Trump’s pathetic plan for Palestine
President Donald Trump’s long-promised “peace plan” for the Middle East, supposedly devised by his son-in-law Jared Kushner, has finally been delivered three years into his presidency. The result? Further proof of this administration’s ineptitude in dealing with foreign affairs.
To be fair, I could have just as easily described the plan as emblematic of “America’s ineptitude” in the Middle East and Israel/Palestine, in particular. The history of successive American presidents banging their heads against the wall trying to solve the conflict backs up that argument.
But Mr. Trump clearly sees the Israel-Palestine conflict, as he sees so many things, as fodder for scooping up more money and votes.
Like Ukraine, which I wrote about last week, the Palestinians made another easy target for Mr. Trump. He could manipulate their pinched position to help himself politically without much blowback. After all, relatively few Americans are overcome with concern for the stateless Palestinians.
Mr. Trump’s “plan” for the Palestinians is a joke. Mr. Kushner’s team did not even meet with the Palestinians. Instead, the United States, under Mr. Trump’s inept leadership, has continually stuck its fingers in the Palestinians’ eyes.

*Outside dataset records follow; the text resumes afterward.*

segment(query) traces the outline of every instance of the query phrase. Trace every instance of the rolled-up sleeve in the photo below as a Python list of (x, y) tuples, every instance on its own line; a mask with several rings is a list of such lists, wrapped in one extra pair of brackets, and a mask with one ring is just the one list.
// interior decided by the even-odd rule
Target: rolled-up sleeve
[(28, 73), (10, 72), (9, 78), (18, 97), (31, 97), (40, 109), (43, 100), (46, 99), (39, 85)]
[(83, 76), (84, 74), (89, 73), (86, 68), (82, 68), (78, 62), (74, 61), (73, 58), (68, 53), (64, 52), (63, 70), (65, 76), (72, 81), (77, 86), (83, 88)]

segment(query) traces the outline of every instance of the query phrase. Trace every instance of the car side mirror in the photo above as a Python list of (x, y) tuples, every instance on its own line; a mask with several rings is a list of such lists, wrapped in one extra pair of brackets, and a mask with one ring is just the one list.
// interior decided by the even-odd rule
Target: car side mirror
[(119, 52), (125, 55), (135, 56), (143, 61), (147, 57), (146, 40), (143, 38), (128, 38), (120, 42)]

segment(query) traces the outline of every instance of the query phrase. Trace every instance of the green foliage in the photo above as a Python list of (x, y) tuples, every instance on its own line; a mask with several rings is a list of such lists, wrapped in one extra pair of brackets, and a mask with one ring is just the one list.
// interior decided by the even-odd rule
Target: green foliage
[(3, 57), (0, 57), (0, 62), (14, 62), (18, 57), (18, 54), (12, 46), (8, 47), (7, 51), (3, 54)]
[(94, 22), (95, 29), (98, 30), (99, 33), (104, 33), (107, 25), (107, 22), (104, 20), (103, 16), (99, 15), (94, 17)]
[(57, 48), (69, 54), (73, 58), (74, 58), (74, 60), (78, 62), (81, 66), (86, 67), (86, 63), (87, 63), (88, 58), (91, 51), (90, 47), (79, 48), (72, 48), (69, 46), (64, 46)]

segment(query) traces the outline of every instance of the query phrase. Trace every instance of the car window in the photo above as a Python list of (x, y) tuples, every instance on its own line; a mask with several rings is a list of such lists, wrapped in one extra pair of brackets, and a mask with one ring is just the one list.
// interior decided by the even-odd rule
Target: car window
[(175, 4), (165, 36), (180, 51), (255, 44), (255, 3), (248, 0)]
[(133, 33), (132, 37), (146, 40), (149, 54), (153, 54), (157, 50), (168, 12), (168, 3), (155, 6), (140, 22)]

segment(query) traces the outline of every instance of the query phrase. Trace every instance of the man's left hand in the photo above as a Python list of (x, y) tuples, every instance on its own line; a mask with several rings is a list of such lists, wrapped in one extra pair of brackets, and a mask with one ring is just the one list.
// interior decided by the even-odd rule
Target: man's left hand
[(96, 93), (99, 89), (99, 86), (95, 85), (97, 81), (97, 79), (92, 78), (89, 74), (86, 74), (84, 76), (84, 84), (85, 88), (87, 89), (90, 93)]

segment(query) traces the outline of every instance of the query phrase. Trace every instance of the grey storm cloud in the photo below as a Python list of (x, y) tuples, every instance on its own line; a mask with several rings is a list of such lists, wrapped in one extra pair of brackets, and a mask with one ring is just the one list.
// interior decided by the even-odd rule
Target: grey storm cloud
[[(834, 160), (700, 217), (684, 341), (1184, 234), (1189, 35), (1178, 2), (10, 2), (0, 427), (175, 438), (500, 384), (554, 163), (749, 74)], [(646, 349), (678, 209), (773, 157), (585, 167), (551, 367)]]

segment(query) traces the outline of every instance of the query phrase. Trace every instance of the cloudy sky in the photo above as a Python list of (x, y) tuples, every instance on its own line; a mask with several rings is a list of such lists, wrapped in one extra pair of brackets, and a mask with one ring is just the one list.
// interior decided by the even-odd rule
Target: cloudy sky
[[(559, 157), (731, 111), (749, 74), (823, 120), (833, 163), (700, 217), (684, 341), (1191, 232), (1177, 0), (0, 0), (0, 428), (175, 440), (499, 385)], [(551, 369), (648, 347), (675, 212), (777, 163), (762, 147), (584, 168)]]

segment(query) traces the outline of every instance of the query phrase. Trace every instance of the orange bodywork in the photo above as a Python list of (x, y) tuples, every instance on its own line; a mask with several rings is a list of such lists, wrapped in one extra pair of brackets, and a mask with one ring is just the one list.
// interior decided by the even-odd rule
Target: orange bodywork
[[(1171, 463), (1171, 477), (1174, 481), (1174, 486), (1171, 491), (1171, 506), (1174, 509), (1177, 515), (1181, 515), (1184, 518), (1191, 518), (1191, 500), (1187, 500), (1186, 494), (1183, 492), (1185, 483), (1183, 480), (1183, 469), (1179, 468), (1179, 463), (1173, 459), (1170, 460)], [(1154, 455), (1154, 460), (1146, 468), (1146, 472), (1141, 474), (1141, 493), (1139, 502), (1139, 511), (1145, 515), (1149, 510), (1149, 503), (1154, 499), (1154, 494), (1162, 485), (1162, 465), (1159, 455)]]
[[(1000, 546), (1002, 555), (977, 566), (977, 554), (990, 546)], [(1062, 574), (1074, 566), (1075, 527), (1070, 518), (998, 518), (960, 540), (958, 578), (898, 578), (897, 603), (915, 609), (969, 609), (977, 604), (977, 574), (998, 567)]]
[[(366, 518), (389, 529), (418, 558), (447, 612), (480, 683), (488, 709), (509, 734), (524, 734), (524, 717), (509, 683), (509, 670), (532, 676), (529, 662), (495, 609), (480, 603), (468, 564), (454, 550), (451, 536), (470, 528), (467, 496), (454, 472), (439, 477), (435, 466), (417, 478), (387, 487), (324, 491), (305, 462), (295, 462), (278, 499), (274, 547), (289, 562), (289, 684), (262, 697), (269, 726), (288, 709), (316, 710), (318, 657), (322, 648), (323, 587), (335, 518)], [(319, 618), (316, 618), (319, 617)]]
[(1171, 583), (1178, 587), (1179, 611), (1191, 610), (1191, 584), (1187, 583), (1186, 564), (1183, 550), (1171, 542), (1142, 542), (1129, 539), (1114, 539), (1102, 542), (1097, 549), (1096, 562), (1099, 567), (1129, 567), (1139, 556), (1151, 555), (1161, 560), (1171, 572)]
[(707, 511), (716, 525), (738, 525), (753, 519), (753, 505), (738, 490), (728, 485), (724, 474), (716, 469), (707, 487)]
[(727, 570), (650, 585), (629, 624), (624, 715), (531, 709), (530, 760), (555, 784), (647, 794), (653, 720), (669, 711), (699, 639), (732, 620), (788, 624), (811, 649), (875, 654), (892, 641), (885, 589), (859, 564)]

The administration moved the American Embassy from Tel Aviv to Jerusalem, a city the Palestinians hoped to one day call their capital. The administration also acknowledged Israel’s claim to an occupied portion of the Golan Heights. Now, just in time to help Israeli Prime Minister Benjamin Netanyahu avoid jail time for corruption charges and possibly secure re-election in
Israel’s March 2 elections comes the Trump administration’s peace plan, which would endorse Israeli plans to annex Palestinian settlements in the West Bank.
The administration’s map of its proposed Palestinian state, chopped into noncontiguous pieces, looks familiar to me, having watched the white South Africans try to sell the nonwhite South Africans and the world on tribal “homelands,” as opposed to agreeing to majority rule. These areas included Bophuthatswana, Ciskei and other pieces of generally undesirable land — no diamonds, no gold, no water, etc. — that the Africans were supposed to attach themselves to in place of a whole South Africa. President Ronald Reagan liked the idea. The Africans and many Americans did not, and it eventually got scrapped after a vigorous opposition (some of which came from within the vicious, depraved “deep state”).
Now it’s the Palestinians who are being offered a raw deal by an American administration devoid of both a sense of justice and a reasonable comprehension of Middle Eastern politics.
The Palestinians have already rejected the plan. The Americans and Israelis had hoped the Sunni Muslim Arab states of the area would buy into the plan as the Sunnis’ ally with Israel in the struggle against Iran. No luck with that, though. The Arab League has also already rejected the Trump proposal.
Who knows how the plan will impact the U.S. presidential election later in the year. If I had to guess, I would say its impact will be minimal. The Israel-Palestine issue is probably far too complicated, with far too much history behind it, for it to serve as a frontline American electoral issue.
But that won’t stop most Americans from recognizing that Mr. Trump’s plan for Israel and Palestine is not going to work, just as they can recognize the seamy motivation behind its structure.